Almost a fifth of the athletes competing for Great Britain at the London 2012 Olympics are current or former students from five UK universities, an analysis has shown.

August 6, 2012

Of the 535 athletes who make up Team GB, 98 are graduates or students from Loughborough University, the universities of Cambridge, Nottingham and Bath or The Open University.

And with 46 students and alumni representing the country in the London games, Loughborough has produced just three fewer competitors than the next four universities put together.

According to the analysis, 55 per cent of Team GB are graduates or are currently studying towards a degree, higher than the overall UK participation rate (49 per cent).

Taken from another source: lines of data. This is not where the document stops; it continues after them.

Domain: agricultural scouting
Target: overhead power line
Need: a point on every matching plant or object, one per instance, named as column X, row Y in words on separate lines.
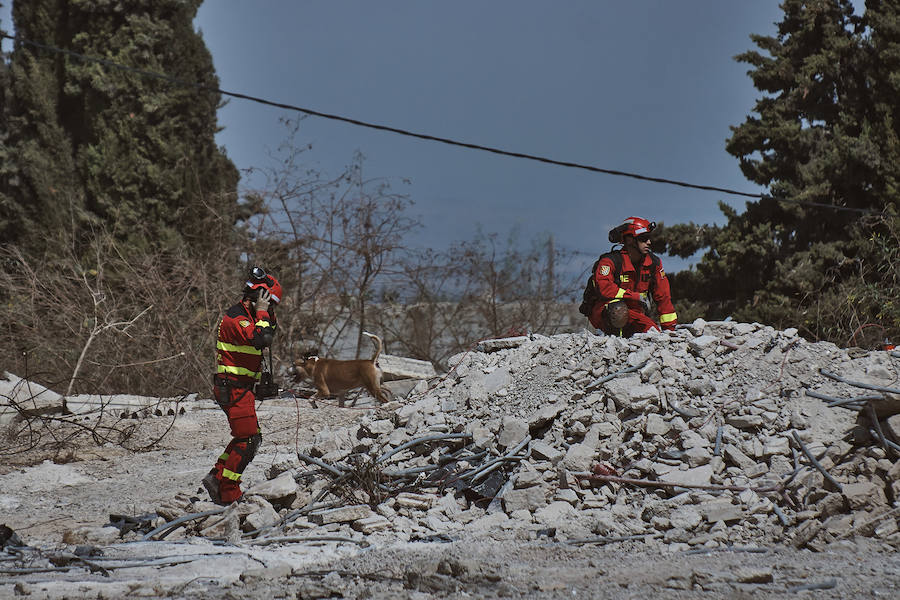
column 424, row 136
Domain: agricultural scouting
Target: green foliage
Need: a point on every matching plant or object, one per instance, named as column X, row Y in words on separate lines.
column 825, row 131
column 99, row 145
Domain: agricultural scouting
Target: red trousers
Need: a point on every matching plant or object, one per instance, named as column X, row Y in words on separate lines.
column 240, row 407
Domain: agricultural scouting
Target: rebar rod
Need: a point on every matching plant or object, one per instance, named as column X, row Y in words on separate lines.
column 174, row 524
column 606, row 378
column 816, row 463
column 859, row 384
column 422, row 440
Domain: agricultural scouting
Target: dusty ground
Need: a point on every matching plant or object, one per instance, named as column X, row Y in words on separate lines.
column 48, row 494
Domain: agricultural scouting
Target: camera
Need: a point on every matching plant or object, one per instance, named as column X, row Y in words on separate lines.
column 266, row 386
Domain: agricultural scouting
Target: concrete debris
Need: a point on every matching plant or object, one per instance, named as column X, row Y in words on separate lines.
column 664, row 436
column 716, row 435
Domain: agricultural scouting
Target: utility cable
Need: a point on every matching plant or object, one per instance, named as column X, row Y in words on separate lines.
column 432, row 138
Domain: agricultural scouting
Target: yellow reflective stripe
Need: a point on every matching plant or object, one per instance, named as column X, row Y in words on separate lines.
column 231, row 475
column 235, row 348
column 237, row 371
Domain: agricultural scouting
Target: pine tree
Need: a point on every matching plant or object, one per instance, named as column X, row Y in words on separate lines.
column 102, row 145
column 824, row 132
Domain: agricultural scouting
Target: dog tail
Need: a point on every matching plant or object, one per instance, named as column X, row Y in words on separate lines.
column 377, row 344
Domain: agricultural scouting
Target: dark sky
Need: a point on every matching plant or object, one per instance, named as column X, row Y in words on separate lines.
column 643, row 86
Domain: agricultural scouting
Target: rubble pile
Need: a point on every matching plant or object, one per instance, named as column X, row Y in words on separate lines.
column 720, row 434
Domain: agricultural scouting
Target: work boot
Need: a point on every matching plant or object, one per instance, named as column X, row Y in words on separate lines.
column 211, row 483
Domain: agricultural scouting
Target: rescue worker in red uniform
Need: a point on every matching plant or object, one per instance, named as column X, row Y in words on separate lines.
column 246, row 329
column 625, row 279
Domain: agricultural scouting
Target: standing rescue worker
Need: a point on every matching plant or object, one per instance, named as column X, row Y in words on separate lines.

The figure would be even more impressive if the athletes who are too young for higher education or who have deferred entry to focus on sport were removed from the equation.

Of the 297 students and graduates in Team GB, 49 studied at overseas universities.

The analysis found that basketball players and swimmers are particularly likely to have studied abroad, often on sports scholarship programmes.

Graduates and students dominate certain sports: some 90 per cent of Team GB hockey players are studying or have studied, and the figures for rowing and athletics are also impressive (81 per cent and 67 per cent respectively).

Football comes bottom of the graduate-involvement table, with an overall higher education participation rate of just 31 per cent (significantly lower for the men’s squad alone).

Among the graduates representing Team GB are heptathlon champion Jessica Ennis, who studied psychology at the University of Sheffield, and double scull gold medallists Anna Watkins and Katherine Grainger, who are University of Cambridge and University of Edinburgh graduates respectively.

Current students include judo silver medallist Gemma Gibbons, a University of Bath graduate who is studying for a master’s degree in exercise science and health at the University of East London.

Those with links to Loughborough include many of those competing in team sports such as hockey, but also include track and field stars such as distance runner Lisa Dobriskey.